Use only one cache directory per disk; using more will increase disk head trashing and thus decrease performance. Since drive head seek times are the most limiting performance factor, using many small disks is recommended over few big disks.
Summary:
- price: lowest
- performance: good
- reliability: modest, the Squid cache is unavailable in case of a single disk failure
Software RAID1
RAID 1, or mirroring, will make one logical disk out of two physical volumes; data is written to both disks simultaneously, and if one disk fails, the system can rely on the one that's still working. One high-level write operation requires two low-level writes, while read operations can be optimized by issuing a single read operation to either disk. Since a Squid proxy uses more writes than reads, RAID1 is considered slower than JBOD.
As with JBOD, it's recommended to use one cache_dir per logical volume to maximize throughput.
Summary:
- price: low
- performance: quite good
- reliability: good, the system can afford to fail one physical disk per logical volume
Software RAID5
RAID 5 uses one disk for parity data per logical volume; parity blocks are dispersed among the physical disks for better reliability. One logical volume can generally be made of 2+1 to 7+1 physical disks.
It is extremely slow, as each high-level write operation on a volume built of N+1 disks will require N+1 reads and 2 writes.
- If you have 4 disks, Software RAID1 is considered better than Software RAID5 since you can make 2 logical disks with RAID1 and only 1 logical disk with RAID5 and using more logical disks improves performance.
Use only one cache directory per logical disk. Do not put multiple logical disks on the same set of physical disks.
Summary:
- price: low
- performance: low
- reliability: good
Hardware RAID1 or RAID5
Hardware RAID1 or RAID5 is implemented by specialized coprocessors or add-on cards, which offload the processing tasks from the main system CPU, and perform additional optimizations such a battery-backed cache. It is a relatively cheap solution to have good reliability and performance.
The same recommendations as with the respective software counterparts apply.
Summary:
- price: modest (An extra server with VRRP is comparably expensive)
- performance: modest to good, depending on the RAID controller and disk architecture
- reliability: good
Sophisticated Disk Arrays
Sophisticated disk arrays from all hardware vendors and specialized firms are well known for their extremely high performance, reliability and price tag.

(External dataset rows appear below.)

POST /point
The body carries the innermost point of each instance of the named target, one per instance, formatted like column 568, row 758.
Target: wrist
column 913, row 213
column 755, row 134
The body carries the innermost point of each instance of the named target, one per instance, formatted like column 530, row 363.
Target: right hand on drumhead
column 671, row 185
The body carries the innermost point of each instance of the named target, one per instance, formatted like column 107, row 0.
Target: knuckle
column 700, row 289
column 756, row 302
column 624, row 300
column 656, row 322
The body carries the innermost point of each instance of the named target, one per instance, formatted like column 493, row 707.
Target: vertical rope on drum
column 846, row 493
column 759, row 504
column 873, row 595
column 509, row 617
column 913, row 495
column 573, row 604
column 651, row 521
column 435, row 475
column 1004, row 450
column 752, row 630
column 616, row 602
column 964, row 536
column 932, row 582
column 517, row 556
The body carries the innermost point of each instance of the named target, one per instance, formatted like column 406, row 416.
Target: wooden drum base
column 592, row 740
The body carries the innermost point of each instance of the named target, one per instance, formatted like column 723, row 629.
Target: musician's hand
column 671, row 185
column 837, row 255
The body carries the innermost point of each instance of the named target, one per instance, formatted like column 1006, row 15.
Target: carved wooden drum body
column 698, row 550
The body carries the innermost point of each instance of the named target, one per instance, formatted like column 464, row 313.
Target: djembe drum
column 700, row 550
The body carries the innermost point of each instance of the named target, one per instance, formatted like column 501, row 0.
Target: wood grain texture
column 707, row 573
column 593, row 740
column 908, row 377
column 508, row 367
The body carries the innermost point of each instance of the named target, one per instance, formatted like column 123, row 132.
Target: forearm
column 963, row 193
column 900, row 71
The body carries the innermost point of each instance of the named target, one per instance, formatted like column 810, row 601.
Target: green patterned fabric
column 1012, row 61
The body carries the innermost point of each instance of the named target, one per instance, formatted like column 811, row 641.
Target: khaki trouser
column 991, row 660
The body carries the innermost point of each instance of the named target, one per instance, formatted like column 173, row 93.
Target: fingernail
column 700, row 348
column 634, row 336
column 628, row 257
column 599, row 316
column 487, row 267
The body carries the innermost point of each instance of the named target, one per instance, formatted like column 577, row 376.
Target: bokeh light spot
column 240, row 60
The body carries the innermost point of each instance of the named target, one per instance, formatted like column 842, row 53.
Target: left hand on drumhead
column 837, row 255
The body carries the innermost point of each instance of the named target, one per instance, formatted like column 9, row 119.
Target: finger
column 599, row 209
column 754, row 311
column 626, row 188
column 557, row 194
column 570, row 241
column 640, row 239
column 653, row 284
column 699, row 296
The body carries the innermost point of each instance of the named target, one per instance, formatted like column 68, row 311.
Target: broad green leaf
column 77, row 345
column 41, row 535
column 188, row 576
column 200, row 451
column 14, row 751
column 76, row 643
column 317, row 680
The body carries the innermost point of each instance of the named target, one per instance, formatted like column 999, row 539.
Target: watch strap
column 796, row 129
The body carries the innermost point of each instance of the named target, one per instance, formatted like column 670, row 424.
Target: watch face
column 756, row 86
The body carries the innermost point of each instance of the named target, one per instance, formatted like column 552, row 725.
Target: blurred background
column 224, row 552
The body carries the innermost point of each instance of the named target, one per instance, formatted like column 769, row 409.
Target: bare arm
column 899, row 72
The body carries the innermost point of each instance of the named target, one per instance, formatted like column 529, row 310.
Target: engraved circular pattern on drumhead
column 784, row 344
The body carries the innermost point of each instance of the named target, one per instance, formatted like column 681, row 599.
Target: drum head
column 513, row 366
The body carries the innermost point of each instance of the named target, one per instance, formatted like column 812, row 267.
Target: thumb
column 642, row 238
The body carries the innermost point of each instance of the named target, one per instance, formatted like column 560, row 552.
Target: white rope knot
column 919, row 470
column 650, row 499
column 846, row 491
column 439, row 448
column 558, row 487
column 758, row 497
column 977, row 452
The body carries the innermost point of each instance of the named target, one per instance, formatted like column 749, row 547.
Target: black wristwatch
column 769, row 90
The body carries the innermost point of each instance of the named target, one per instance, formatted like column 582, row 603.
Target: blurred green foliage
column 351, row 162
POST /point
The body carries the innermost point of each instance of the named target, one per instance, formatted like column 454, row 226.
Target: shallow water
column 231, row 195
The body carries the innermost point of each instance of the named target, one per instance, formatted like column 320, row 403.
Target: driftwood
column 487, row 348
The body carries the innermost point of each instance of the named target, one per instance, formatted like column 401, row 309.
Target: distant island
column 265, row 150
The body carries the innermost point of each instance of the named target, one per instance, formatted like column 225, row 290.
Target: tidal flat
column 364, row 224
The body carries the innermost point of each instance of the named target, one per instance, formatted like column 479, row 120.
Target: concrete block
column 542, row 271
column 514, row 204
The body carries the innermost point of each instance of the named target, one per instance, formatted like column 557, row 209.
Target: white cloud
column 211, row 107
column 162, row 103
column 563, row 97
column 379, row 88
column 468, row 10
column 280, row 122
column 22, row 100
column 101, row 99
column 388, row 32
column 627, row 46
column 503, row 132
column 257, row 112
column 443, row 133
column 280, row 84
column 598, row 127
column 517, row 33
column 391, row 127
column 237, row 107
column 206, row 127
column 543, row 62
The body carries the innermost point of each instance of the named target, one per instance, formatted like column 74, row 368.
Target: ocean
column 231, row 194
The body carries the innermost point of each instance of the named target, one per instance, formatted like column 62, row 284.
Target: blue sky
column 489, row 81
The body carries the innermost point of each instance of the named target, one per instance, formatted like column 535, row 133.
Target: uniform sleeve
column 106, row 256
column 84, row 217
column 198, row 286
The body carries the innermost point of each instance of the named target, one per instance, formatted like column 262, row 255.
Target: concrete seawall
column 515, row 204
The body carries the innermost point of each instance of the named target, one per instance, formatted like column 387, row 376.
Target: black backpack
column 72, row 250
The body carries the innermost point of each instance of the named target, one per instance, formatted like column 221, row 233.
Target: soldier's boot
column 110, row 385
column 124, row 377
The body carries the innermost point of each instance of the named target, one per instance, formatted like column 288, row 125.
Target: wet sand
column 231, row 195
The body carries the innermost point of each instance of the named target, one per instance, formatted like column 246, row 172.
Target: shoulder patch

They generally consist of big to enormous storage pools, which then are sliced and virtualized over fiber-channel or iSCSI transport layers. Sophisticated management and caching mechanisms are used to maximize disk throughput. Thanks to those writes can be considered nearly instantaneous, and reads are very fast.
Use only one cache directory per logical disk. Configure the logical disk to use many spindles. Using more logical disks improves performance.
Summary:
- price: highest
- performance: highest
- reliability: highest
So what should I do?
It depends, there is no one-size-fits-all approach, it depends on your organization's . In general, the cheapest way to obtain an higher reliability is by duplicating the caches and using cheap storage, at the expense of some extra complexity at the network level.